Given two $k$-dicolourings of a digraph $D$, we prove that it is PSPACE-complete to decide whether we can transform one into the other by recolouring one vertex at each step while maintaining a dicolouring at any step even for $k=2$ and for digraphs with maximum degree $5$ or oriented planar graphs with maximum degree $6$. A digraph is said to be $k$-mixing if there exists a transformation between any pair of $k$-colourings. We show that every digraph $D$ is $k$-mixing for all $k\geq \delta^*_{\min}(D)+2$, generalizing a result due to Dyer et al. We also prove that every oriented graph $\vec{G}$ is $k$-mixing for all $k\geq \delta^*_{\max}(\vec{G}) +1$ and for all $k\geq \delta^*_{\rm avg}(\vec{G})+1$. We conjecture that, for every digraph $D$, the dicolouring graph of $D$ on $k\geq \delta_{\min}^*(D)+2$ colours has diameter at most $O(|V(D)|^2)$ and give some evidences. We first prove that the dicolouring graph of any digraph $D$ on $k\geq 2\delta_{\min}^*(D) + 2$ colours has linear diameter, extending a result from Bousquet and Perarnau.

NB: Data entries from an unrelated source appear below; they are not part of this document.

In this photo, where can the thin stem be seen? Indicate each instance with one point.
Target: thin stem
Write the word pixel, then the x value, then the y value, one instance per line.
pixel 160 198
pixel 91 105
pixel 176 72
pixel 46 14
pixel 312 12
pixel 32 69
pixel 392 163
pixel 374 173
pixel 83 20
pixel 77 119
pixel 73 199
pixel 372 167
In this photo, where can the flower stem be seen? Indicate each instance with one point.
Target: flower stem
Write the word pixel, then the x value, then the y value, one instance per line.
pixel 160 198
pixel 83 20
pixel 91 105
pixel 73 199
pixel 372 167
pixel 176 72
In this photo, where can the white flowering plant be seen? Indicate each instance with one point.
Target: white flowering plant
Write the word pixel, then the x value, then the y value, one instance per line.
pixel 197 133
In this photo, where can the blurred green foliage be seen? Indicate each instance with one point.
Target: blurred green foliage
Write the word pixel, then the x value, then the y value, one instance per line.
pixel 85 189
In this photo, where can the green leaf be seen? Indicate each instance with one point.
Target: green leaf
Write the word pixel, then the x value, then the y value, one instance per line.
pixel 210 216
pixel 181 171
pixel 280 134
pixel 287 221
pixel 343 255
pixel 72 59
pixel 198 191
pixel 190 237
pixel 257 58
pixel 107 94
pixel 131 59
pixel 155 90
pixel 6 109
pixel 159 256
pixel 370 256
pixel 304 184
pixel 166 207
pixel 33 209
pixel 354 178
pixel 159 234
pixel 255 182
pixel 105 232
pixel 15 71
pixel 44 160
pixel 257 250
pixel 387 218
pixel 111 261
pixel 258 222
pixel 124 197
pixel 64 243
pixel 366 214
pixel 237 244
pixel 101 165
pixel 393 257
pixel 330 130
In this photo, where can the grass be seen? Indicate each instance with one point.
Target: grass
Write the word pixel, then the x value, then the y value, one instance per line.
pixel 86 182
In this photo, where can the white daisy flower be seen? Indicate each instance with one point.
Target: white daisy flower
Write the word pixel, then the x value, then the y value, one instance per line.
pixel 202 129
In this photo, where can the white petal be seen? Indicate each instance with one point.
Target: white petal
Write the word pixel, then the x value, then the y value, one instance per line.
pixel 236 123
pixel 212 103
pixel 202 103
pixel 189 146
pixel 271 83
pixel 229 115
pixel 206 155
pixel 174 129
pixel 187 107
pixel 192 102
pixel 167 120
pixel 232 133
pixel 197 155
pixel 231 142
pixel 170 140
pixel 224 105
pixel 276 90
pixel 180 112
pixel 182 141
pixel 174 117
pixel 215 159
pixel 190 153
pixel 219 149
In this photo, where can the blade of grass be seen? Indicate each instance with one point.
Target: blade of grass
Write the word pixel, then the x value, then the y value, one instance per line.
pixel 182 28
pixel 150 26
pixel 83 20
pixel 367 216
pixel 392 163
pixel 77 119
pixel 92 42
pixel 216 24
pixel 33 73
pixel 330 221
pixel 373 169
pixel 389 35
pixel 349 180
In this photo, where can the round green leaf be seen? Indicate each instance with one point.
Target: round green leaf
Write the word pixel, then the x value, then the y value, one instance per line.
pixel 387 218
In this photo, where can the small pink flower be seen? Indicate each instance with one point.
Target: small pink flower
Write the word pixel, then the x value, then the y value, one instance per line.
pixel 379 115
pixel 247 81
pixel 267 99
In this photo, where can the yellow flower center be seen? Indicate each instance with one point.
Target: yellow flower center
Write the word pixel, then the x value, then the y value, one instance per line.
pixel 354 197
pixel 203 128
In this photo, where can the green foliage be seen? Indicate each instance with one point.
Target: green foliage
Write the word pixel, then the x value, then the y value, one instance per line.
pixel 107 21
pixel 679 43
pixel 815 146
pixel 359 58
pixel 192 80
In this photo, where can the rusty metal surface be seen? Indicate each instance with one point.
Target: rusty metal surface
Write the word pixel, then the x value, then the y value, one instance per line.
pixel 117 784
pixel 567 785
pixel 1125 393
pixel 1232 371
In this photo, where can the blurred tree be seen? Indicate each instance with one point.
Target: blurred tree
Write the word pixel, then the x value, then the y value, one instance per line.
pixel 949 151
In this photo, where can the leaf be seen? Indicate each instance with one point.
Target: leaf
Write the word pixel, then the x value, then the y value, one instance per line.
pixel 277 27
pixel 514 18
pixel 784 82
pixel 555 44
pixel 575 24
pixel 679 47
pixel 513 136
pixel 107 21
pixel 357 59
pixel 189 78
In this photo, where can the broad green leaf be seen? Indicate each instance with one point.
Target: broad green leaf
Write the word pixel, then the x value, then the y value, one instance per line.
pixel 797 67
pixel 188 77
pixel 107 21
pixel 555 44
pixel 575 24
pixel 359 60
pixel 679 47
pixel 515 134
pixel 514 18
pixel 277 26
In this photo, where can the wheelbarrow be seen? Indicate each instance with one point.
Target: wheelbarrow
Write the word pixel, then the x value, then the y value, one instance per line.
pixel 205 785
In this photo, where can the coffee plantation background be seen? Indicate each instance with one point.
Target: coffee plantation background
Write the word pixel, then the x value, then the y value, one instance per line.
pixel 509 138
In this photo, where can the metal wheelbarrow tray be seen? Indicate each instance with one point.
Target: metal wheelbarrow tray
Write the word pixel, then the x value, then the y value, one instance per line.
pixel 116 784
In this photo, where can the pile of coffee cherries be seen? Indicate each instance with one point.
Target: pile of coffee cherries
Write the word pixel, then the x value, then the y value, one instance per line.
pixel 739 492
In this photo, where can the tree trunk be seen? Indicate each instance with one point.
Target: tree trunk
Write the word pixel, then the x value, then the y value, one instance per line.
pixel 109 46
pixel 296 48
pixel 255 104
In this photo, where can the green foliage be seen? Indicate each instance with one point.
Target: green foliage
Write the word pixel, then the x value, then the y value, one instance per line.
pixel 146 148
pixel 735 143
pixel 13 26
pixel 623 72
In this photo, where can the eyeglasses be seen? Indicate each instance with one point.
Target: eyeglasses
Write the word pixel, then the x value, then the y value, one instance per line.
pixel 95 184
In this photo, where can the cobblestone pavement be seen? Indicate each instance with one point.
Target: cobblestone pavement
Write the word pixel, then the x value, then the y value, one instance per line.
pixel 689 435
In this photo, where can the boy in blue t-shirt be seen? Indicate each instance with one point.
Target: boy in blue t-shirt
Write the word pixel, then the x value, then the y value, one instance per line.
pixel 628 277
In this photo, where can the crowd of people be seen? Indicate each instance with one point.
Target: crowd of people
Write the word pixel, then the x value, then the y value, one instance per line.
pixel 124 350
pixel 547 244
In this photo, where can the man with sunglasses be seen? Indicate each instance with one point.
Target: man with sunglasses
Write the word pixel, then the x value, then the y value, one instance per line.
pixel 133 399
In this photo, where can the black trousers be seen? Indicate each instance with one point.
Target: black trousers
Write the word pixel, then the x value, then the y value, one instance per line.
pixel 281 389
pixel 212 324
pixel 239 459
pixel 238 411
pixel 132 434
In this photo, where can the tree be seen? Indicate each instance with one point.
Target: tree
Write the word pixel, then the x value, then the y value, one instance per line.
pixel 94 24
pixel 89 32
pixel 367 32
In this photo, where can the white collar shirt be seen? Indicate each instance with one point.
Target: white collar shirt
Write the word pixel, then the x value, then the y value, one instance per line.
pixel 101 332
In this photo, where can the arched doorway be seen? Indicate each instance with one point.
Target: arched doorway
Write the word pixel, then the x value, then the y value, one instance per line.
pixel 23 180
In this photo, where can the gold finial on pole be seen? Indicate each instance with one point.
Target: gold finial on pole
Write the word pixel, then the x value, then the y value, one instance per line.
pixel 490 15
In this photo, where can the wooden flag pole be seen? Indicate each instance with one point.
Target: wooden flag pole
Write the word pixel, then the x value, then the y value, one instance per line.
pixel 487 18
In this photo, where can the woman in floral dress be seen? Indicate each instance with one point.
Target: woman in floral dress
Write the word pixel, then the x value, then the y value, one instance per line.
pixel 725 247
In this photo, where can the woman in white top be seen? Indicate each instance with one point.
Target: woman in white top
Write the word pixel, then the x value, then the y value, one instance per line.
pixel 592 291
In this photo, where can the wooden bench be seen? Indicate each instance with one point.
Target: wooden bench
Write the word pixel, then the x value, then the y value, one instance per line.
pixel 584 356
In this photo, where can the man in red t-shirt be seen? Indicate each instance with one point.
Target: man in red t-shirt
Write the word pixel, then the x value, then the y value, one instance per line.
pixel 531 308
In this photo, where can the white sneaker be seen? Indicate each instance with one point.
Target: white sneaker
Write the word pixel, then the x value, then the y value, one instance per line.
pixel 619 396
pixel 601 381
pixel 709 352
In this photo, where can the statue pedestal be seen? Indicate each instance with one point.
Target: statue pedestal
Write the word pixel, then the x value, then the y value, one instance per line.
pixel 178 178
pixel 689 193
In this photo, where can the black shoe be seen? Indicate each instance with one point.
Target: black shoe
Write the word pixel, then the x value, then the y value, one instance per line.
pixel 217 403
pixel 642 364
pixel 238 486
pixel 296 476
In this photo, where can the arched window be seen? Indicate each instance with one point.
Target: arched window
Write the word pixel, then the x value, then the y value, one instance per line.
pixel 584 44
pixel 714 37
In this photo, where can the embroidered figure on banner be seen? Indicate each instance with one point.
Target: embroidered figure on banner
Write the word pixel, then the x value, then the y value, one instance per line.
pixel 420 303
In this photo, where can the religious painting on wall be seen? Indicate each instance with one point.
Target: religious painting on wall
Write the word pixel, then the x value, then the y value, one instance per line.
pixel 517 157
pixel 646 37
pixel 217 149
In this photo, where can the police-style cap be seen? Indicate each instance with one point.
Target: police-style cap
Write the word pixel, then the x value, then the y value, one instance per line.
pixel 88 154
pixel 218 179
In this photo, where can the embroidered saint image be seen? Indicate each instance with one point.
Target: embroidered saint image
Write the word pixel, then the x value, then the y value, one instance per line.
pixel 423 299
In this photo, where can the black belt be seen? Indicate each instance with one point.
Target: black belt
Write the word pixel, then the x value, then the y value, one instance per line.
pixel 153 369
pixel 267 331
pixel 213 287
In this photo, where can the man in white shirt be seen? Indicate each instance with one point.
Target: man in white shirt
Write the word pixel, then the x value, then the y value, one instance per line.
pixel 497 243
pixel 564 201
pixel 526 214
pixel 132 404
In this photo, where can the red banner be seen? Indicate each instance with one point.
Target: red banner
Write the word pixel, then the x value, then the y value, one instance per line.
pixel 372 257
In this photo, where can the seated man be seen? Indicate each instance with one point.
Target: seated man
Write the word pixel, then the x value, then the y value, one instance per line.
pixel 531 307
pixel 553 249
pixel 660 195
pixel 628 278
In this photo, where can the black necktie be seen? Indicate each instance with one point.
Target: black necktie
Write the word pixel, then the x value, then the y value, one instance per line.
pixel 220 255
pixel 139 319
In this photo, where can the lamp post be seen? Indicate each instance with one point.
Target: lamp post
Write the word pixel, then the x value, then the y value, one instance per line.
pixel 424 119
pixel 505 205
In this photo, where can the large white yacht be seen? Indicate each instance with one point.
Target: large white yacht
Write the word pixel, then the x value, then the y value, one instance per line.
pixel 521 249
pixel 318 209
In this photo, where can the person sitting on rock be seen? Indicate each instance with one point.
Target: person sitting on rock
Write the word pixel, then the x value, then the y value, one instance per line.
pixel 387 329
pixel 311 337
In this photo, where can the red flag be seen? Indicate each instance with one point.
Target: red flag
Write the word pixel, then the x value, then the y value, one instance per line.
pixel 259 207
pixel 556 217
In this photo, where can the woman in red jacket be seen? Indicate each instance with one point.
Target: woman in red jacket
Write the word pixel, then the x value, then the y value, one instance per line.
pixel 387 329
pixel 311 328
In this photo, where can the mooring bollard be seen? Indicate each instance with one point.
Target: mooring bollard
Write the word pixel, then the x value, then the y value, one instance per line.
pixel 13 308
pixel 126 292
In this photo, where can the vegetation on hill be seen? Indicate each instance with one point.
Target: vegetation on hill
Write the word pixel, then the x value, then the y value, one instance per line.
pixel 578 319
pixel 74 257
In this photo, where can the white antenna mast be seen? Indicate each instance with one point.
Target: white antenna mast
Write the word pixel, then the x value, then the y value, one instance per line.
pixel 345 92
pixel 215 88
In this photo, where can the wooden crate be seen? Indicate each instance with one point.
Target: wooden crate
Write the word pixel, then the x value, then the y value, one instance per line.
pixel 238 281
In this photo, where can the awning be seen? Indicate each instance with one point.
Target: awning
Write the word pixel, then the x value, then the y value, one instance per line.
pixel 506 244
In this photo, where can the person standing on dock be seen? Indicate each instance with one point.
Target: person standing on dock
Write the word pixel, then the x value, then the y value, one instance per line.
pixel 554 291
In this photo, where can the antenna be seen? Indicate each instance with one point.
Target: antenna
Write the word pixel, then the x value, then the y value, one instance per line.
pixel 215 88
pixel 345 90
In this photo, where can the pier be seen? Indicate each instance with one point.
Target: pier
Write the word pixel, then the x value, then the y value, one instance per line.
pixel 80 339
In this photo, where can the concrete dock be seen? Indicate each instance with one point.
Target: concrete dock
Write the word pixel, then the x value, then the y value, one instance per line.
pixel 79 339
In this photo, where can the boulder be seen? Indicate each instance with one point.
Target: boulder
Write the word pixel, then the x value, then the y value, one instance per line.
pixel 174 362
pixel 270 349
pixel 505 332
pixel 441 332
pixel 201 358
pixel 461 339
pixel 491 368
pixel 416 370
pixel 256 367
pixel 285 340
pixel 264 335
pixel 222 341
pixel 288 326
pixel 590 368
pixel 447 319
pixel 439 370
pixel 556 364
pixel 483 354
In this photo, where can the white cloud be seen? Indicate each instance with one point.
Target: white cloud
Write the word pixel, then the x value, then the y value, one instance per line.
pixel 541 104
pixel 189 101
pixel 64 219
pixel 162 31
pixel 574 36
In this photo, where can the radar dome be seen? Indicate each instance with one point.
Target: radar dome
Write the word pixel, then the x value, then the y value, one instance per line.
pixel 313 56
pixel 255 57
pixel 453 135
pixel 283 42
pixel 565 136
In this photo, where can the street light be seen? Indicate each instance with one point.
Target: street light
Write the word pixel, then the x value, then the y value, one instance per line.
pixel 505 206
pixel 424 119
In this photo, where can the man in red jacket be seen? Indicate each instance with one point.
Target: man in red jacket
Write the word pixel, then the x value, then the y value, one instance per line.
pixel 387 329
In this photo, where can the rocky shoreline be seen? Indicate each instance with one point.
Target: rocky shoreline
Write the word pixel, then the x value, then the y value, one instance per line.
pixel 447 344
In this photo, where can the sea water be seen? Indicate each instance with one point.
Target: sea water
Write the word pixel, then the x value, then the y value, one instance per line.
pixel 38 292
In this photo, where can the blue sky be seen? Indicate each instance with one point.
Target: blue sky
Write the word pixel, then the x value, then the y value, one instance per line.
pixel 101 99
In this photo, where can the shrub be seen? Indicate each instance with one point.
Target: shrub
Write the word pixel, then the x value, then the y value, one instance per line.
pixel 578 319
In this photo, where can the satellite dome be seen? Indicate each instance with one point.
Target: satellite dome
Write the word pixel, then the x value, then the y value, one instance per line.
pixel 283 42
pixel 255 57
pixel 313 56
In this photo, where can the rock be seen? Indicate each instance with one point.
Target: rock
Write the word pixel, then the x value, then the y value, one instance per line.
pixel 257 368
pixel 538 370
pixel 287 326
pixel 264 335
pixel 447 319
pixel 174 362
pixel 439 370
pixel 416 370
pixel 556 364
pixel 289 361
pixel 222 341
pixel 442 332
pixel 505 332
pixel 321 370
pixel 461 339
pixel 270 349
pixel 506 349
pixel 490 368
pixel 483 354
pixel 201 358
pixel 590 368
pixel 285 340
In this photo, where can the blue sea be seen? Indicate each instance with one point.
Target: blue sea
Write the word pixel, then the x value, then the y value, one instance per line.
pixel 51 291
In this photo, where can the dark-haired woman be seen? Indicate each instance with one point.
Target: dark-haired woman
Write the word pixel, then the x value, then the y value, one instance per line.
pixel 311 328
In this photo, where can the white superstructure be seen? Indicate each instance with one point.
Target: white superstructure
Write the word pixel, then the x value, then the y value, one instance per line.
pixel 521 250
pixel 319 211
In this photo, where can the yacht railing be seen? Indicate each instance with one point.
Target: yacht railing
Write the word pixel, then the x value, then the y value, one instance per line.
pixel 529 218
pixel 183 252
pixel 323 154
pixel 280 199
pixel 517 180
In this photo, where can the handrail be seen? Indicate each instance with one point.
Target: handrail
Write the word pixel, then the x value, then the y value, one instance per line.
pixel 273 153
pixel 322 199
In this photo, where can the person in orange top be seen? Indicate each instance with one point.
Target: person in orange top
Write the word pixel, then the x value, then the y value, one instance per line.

We also prove that the conjecture is true when $k\geq \frac{3}{2}(\delta_{\min}^*(D)+1)$. Restricted to the special case of oriented graphs, we prove that the dicolouring graph of any subcubic oriented graph on $k\geq 2$ colours is connected and has diameter at most $2n$. We conjecture that every non $2$-mixing oriented graph has maximum average degree at least $4$, and we provide some support for this conjecture by proving it on the special case of $2$-freezable oriented graphs. More generally, we show that every $k$-freezable oriented graph on $n$ vertices must contain at least $kn + k(k-2)$ arcs, and we give a family of $k$-freezable oriented graphs that reach this bound. In the general case, we prove as a partial result that every non $2$-mixing oriented graph has maximum average degree at least $\frac{7}{2}$.